Cisco 350-701 Exam Dumps & Practice Test Questions
Question 1:
Which two of the following statements accurately reflect features of the Advanced Encryption Standard (AES)? (Choose two.)
A. AES delivers a reduced security level compared to Triple DES
B. AES delivers more robust encryption than Triple DES
C. AES utilizes a 168-bit encryption key
D. AES supports key sizes up to 256 bits for encryption
E. AES encrypts data three times consecutively using a layered method
Correct Answer: B, D
Explanation:
The Advanced Encryption Standard (AES) is a widely used symmetric encryption algorithm that replaced the older Data Encryption Standard (DES) and Triple DES (3DES). AES is designed to be more secure and efficient than previous standards, and it is a core component of modern cryptography.

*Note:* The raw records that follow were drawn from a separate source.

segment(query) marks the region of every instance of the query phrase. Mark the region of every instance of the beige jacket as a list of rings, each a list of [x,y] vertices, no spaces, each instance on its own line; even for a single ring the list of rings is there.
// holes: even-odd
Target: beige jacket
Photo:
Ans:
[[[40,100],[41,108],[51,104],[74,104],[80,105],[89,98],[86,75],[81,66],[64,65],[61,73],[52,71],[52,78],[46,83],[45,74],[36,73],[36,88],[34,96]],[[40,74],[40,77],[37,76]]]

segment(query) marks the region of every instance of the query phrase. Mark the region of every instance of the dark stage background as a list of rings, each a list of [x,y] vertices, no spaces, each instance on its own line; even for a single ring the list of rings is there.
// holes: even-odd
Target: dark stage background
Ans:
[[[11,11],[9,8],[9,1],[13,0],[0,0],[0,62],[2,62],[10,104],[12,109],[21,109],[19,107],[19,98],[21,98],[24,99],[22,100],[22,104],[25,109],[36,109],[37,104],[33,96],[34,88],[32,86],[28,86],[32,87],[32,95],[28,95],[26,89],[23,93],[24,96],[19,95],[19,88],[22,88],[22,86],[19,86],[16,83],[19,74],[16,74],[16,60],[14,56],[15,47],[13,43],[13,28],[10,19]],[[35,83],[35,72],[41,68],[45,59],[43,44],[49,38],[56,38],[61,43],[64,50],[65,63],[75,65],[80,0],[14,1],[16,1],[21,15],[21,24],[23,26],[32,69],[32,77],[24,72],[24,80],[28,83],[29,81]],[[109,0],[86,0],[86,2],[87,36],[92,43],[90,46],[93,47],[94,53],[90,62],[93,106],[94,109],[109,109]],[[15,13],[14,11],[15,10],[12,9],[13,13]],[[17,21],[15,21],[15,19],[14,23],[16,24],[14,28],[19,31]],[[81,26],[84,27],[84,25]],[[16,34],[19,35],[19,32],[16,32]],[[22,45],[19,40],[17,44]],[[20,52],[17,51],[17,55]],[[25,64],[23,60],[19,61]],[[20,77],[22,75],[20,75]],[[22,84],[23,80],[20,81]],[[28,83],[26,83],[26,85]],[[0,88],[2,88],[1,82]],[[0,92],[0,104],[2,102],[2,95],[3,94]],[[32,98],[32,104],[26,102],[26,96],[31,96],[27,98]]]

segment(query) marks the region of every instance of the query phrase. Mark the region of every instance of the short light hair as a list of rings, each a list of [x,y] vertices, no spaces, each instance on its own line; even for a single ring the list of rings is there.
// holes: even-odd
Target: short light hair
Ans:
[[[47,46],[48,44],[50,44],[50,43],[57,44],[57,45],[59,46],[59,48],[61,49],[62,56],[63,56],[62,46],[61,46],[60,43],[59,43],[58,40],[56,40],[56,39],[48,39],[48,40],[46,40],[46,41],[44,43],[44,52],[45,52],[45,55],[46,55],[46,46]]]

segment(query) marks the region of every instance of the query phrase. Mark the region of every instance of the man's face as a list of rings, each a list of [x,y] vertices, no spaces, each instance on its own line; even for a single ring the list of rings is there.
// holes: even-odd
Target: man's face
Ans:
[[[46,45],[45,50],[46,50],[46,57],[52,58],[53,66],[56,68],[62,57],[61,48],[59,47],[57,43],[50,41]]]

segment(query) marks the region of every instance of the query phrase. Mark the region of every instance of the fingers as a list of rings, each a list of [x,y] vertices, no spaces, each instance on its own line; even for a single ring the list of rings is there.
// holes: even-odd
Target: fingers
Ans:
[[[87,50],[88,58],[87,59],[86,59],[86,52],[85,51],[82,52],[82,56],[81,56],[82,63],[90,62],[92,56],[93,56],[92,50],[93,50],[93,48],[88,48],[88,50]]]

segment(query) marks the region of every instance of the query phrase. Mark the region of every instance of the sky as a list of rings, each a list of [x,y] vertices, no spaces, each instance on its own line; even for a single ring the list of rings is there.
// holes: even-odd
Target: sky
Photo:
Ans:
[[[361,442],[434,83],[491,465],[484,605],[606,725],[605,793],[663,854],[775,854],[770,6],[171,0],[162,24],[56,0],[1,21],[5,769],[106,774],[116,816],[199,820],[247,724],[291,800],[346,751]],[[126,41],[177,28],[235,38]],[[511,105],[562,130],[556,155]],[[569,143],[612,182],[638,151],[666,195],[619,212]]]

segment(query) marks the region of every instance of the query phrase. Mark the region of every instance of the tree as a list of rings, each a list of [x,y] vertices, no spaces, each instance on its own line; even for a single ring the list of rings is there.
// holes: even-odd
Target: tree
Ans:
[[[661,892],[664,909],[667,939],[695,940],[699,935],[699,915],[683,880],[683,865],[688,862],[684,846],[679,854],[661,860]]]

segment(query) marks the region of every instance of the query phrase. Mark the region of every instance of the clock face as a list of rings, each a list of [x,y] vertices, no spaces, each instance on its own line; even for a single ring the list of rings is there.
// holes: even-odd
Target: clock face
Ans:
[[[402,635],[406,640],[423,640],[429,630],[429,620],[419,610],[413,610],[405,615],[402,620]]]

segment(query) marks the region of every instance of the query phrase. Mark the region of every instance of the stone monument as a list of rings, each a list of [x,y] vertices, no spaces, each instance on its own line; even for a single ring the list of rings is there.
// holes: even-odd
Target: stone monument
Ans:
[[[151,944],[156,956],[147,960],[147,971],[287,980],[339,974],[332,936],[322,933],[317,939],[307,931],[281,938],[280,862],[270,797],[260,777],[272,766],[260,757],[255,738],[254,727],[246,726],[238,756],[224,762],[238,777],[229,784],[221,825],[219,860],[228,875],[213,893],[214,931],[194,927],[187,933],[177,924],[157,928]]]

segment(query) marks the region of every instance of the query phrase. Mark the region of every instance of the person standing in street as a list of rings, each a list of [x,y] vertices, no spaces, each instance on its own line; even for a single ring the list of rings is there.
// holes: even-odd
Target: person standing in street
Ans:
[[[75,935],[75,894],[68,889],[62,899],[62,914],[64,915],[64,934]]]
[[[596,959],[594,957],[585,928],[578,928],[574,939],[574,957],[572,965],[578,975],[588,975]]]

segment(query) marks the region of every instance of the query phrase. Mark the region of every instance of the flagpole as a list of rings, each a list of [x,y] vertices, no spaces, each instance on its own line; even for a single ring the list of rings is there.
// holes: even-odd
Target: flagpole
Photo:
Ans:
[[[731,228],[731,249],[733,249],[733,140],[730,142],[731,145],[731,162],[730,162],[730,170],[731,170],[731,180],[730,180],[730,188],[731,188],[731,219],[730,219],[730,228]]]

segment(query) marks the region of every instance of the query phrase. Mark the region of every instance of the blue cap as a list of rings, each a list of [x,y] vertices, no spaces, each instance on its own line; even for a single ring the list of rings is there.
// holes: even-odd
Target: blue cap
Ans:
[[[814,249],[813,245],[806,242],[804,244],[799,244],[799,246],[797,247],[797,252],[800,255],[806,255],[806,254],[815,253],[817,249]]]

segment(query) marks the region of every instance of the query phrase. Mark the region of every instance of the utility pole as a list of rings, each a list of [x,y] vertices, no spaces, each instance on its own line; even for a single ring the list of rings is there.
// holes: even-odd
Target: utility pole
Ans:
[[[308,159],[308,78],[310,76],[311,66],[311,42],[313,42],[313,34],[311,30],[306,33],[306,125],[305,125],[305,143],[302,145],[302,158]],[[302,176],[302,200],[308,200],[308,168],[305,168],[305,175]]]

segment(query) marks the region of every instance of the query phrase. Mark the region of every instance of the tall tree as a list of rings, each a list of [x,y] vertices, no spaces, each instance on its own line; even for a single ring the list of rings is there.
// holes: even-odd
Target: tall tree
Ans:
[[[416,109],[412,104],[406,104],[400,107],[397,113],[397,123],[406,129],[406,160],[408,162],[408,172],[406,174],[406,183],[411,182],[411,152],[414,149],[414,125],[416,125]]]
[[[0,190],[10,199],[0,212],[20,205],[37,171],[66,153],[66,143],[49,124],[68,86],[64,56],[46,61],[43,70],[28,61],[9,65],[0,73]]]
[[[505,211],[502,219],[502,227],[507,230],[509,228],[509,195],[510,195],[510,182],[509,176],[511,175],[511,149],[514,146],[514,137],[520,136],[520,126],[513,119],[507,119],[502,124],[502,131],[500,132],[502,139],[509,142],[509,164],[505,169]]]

Let's go through each option:
A. AES delivers a reduced security level compared to Triple DES:
This statement is incorrect. AES actually delivers stronger encryption than Triple DES. While Triple DES involves applying the DES algorithm three times (hence "Triple"), AES provides a more secure and efficient encryption method. AES supports longer key lengths and is considered to be much more resistant to modern cryptographic attacks than Triple DES.

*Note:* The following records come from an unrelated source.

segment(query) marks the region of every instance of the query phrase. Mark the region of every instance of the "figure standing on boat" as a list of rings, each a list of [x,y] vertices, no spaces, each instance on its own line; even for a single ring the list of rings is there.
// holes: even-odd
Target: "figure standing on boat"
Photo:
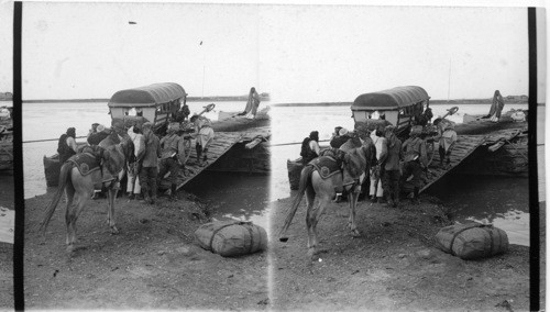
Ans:
[[[246,101],[246,107],[242,113],[238,115],[244,115],[248,119],[254,119],[256,116],[257,108],[260,107],[260,94],[256,92],[256,88],[252,87],[249,92],[249,100]]]
[[[197,165],[202,166],[208,160],[208,147],[213,142],[215,132],[210,120],[206,116],[193,115],[190,121],[195,124],[196,130],[195,151],[197,152]]]

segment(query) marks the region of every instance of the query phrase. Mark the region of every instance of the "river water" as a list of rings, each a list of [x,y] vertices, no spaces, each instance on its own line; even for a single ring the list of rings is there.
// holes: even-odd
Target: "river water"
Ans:
[[[211,102],[188,102],[193,113],[199,113]],[[216,109],[204,115],[218,120],[218,112],[244,110],[246,102],[217,102]],[[268,105],[262,102],[260,109]],[[23,142],[57,138],[67,127],[76,127],[77,136],[85,136],[95,122],[110,125],[107,102],[59,102],[23,104]],[[84,142],[85,140],[77,140]],[[57,141],[23,143],[24,197],[31,198],[47,191],[44,177],[43,156],[56,154]],[[268,176],[205,172],[195,178],[185,189],[206,199],[213,208],[215,220],[237,219],[252,221],[268,227]],[[251,187],[253,186],[253,187]]]
[[[200,112],[202,107],[210,102],[189,102],[193,112]],[[245,102],[220,102],[217,109],[206,115],[217,120],[219,110],[240,111]],[[266,104],[262,102],[262,107]],[[273,102],[267,103],[273,104]],[[261,108],[262,108],[261,107]],[[430,105],[433,114],[443,115],[451,105]],[[527,104],[507,104],[505,110],[527,109]],[[450,116],[460,123],[463,114],[484,114],[488,105],[466,104]],[[23,142],[35,140],[57,138],[69,126],[75,126],[77,136],[85,136],[91,123],[110,124],[107,113],[107,103],[24,103],[23,104]],[[299,155],[300,142],[310,131],[317,130],[320,140],[329,140],[334,126],[340,125],[353,129],[351,110],[349,107],[272,107],[272,175],[220,175],[204,174],[188,186],[186,190],[200,198],[208,199],[215,208],[216,219],[239,219],[253,221],[262,226],[268,225],[267,207],[270,201],[293,196],[288,187],[286,160],[295,159]],[[539,120],[544,120],[544,111],[539,111]],[[543,133],[542,123],[539,133]],[[541,131],[542,130],[542,131]],[[543,136],[538,141],[543,144]],[[277,144],[298,143],[277,146]],[[543,146],[541,146],[543,148]],[[24,192],[31,198],[46,192],[42,157],[56,153],[57,142],[24,143]],[[540,148],[539,151],[542,151]],[[539,156],[542,156],[539,155]],[[542,157],[541,157],[542,158]],[[539,180],[543,190],[543,171],[539,171]],[[435,188],[435,194],[449,205],[458,221],[477,220],[492,222],[509,234],[510,243],[528,245],[528,180],[501,178],[451,178]],[[514,192],[508,190],[513,189]],[[464,197],[465,193],[473,193]],[[540,200],[544,200],[541,192]]]
[[[433,115],[443,115],[452,105],[430,104]],[[505,111],[510,109],[527,109],[527,104],[506,104]],[[464,113],[486,114],[487,104],[461,104],[457,114],[448,119],[461,123]],[[539,109],[539,133],[543,133],[544,110]],[[271,111],[276,126],[272,130],[272,200],[288,198],[295,192],[288,186],[286,160],[299,157],[300,142],[309,132],[319,131],[321,141],[329,140],[334,126],[353,129],[353,119],[349,107],[274,107]],[[543,144],[543,135],[538,141]],[[295,142],[294,145],[279,145]],[[326,143],[327,144],[327,143]],[[543,146],[542,146],[543,147]],[[542,148],[540,148],[542,151]],[[543,163],[542,163],[543,165]],[[459,179],[459,180],[457,180]],[[441,198],[446,205],[453,211],[457,221],[475,220],[493,223],[505,230],[512,244],[529,245],[529,200],[528,179],[514,178],[449,178],[447,183],[439,183],[432,194]],[[539,174],[541,192],[540,200],[544,200],[543,181]],[[513,191],[510,191],[513,190]],[[472,193],[472,196],[466,196]]]

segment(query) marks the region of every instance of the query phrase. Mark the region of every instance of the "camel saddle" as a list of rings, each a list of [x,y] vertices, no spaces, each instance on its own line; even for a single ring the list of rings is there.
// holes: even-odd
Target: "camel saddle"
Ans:
[[[94,171],[100,170],[99,161],[96,155],[91,153],[80,153],[72,156],[67,161],[75,164],[78,171],[82,176],[87,176]]]
[[[308,165],[314,166],[322,179],[328,179],[336,174],[342,174],[342,168],[337,159],[330,156],[320,156],[309,161]]]

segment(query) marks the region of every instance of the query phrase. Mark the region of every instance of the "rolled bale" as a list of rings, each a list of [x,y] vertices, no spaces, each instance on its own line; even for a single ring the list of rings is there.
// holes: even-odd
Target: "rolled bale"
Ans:
[[[267,249],[267,233],[252,222],[216,221],[195,231],[200,247],[223,257],[249,255]]]
[[[491,257],[508,250],[508,235],[492,224],[455,224],[436,234],[437,246],[462,259]]]
[[[304,165],[301,164],[301,158],[296,160],[286,160],[286,168],[288,170],[288,182],[290,183],[292,190],[297,190],[300,185],[300,175]]]

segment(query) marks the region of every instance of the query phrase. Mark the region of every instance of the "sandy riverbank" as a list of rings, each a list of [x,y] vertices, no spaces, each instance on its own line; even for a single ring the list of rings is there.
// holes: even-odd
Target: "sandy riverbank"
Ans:
[[[111,235],[107,201],[89,201],[77,222],[77,250],[65,254],[64,208],[45,239],[36,232],[48,192],[25,201],[25,308],[263,310],[267,254],[223,258],[194,244],[210,208],[190,194],[156,205],[120,198]]]
[[[446,209],[435,198],[425,196],[421,201],[420,205],[405,203],[398,209],[360,202],[360,238],[352,238],[346,230],[348,203],[332,203],[317,227],[322,261],[315,263],[311,271],[306,266],[302,202],[290,226],[290,239],[272,241],[274,308],[529,310],[529,248],[510,245],[507,254],[475,261],[446,254],[433,243],[439,229],[451,223]],[[274,204],[272,232],[280,229],[290,199],[285,199]],[[544,233],[540,234],[542,247]],[[512,310],[507,310],[508,304]]]
[[[360,202],[360,238],[345,230],[348,204],[332,203],[319,222],[321,263],[306,267],[305,203],[288,243],[273,234],[290,199],[272,205],[268,253],[223,258],[194,244],[209,207],[179,193],[155,207],[121,198],[111,235],[105,199],[78,221],[78,248],[65,255],[64,209],[46,238],[35,231],[52,193],[25,201],[25,308],[213,310],[482,310],[529,308],[529,248],[465,261],[437,249],[432,237],[449,224],[435,198],[399,209]],[[544,220],[544,207],[541,207]],[[541,231],[541,246],[544,246]],[[541,250],[546,260],[544,250]],[[268,260],[271,257],[271,261]],[[270,269],[271,263],[271,269]],[[542,268],[543,269],[543,268]],[[270,297],[268,274],[272,271]],[[543,270],[542,270],[542,274]],[[542,275],[543,276],[543,275]],[[543,292],[541,292],[543,296]]]

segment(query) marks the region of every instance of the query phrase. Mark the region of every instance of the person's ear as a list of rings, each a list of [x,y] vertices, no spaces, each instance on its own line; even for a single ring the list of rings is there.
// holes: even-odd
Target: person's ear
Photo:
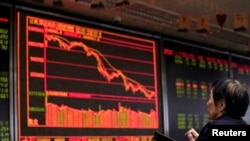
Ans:
[[[219,105],[218,108],[219,108],[220,111],[224,111],[225,110],[225,108],[226,108],[225,100],[220,100],[218,105]]]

B. AES delivers more robust encryption than Triple DES:
This statement is correct. AES is widely regarded as more robust and secure than Triple DES. AES uses newer cryptographic techniques, and its key lengths (128, 192, and 256 bits) provide a higher level of security compared to Triple DES, which uses 168-bit keys and is considered weaker by modern standards.
C. AES utilizes a 168-bit encryption key:
This statement is incorrect. AES does not use a 168-bit encryption key. AES supports three possible key lengths: 128, 192, and 256 bits. The confusion may come from the fact that Triple DES uses a 168-bit key, but AES does not.
D. AES supports key sizes up to 256 bits for encryption:
This statement is correct. AES supports three key sizes: 128 bits, 192 bits, and 256 bits. The 256-bit key length provides the highest level of encryption strength, and it is one of the options available when configuring AES.
E. AES encrypts data three times consecutively using a layered method:
This statement is incorrect. This description refers to Triple DES (3DES), not AES. Triple DES applies the DES algorithm three times in a layered fashion, but AES uses a different structure. AES performs a series of transformations on the data during encryption (substitution, permutation, mixing, and key addition), but it does not apply the same operation multiple times as Triple DES does.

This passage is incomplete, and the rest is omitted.